Hi Joe - Welcome to the forum

Spiral bits can get pricey. I usually use solid carbide. Where I live almost every thing has shipping attached so it becomes a major part of the cost. Shopping the internet helps a lot. Here's one source I use for spiral bits:
Spiral Bits - Router Bits

Another is an eBay vendor:
Saw Blades, Carbide Tipped Router Bits items in LMT Onsrud Router Bits and Blades store on eBay!
The listings for the Onsrud cutters varies from week to week but the cutters are great. A couple of weeks ago I picked up a 1/2" compression spiral with a 1-3/4" cut length for around $25.
Once again, welcome aboard


----------



## Sawdust Don (Nov 1, 2012)

From my limited experience cutting wood with high speed cutters, not so good.

One thing that happens when a HSS cutter turns blue is, the cutters actual edge has reached the toasted point, burned and dead. The cutter will have to be ground back past the point of the burned cutting edge, that got much hotter then the cutters body that turned blue.

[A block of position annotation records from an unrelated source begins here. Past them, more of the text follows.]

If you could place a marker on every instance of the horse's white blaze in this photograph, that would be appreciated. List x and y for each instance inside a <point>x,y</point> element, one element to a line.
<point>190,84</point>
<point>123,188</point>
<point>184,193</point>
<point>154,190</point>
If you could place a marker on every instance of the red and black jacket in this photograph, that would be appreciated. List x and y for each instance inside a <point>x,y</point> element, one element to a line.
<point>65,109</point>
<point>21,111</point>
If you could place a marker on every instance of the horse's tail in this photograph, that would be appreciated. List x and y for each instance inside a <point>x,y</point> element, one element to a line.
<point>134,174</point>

There are various grades of HSS, with Cobalt being the better for higher heat, but turning blue is still toasted.

I found, I can remove more steel with HSS mill type cutters, then maple or walnut, even cutting steel dry. That is on a milling machine however.

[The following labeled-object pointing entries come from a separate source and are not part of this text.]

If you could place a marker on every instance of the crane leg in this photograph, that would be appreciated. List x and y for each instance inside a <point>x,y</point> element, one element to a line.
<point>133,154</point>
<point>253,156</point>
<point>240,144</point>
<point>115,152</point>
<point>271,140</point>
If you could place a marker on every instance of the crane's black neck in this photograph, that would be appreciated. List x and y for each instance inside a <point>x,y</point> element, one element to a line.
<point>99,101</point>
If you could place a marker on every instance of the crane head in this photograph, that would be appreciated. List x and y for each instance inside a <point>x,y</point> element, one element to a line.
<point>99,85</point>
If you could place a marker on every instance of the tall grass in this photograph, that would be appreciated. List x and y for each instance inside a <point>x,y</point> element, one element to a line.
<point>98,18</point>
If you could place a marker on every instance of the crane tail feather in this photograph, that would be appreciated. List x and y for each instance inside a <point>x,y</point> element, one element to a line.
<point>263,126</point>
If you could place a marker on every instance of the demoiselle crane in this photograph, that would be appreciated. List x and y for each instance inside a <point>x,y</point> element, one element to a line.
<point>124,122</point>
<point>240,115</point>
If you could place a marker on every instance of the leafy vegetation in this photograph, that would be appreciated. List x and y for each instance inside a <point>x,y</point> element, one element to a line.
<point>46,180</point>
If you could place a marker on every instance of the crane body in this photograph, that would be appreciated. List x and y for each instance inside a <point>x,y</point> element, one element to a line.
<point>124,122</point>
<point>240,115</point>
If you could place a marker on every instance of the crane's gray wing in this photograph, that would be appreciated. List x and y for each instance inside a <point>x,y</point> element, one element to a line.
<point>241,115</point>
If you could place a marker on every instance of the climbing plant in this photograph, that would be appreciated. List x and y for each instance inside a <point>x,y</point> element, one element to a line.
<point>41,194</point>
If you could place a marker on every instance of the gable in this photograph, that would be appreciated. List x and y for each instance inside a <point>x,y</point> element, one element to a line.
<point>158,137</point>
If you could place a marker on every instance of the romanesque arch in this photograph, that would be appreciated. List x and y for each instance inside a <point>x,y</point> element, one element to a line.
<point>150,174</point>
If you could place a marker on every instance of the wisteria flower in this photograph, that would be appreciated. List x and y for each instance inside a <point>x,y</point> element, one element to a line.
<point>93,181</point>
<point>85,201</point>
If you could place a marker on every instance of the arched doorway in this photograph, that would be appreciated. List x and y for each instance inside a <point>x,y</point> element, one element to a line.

Probably, most demanding applications, would require HSS to run considerably slower then a carbide cutter.

Don


----------



## curiousgeorge (Nov 6, 2006)

Sawdust Don said:


> From my limited experience cutting wood with high speed cutters, not so good.
> 
> One thing that happens when a HSS cutter turns blue is, the cutters actual edge has reached the toasted point, burned and dead. The cutter will have to be ground back past the point of the burned cutting edge, that got much hotter then the cutters body that turned blue.
> 
> ...


Believe it or not wood is way more abrasive to cutters than metal.


----------



## joesmith (Nov 22, 2012)

I have done 12 M&T joints today with a Leigh FMT and the Harbor Freight HSS 1/4" Spiral Bit. So far, no blueing or dulling. After over 30 M&T, the previous bit was still working good, but not great, so I switched it out with another one, and continued cutting. 

Thanks John, I checked out the links and I think I will stick to the cheap bits. 

For me, after using the FMT for a few years, I am just not seeing the difference in the bits as far as quality is concerned. The cheapy bits seem to hold up to alot of plunging and climb cutting.


----------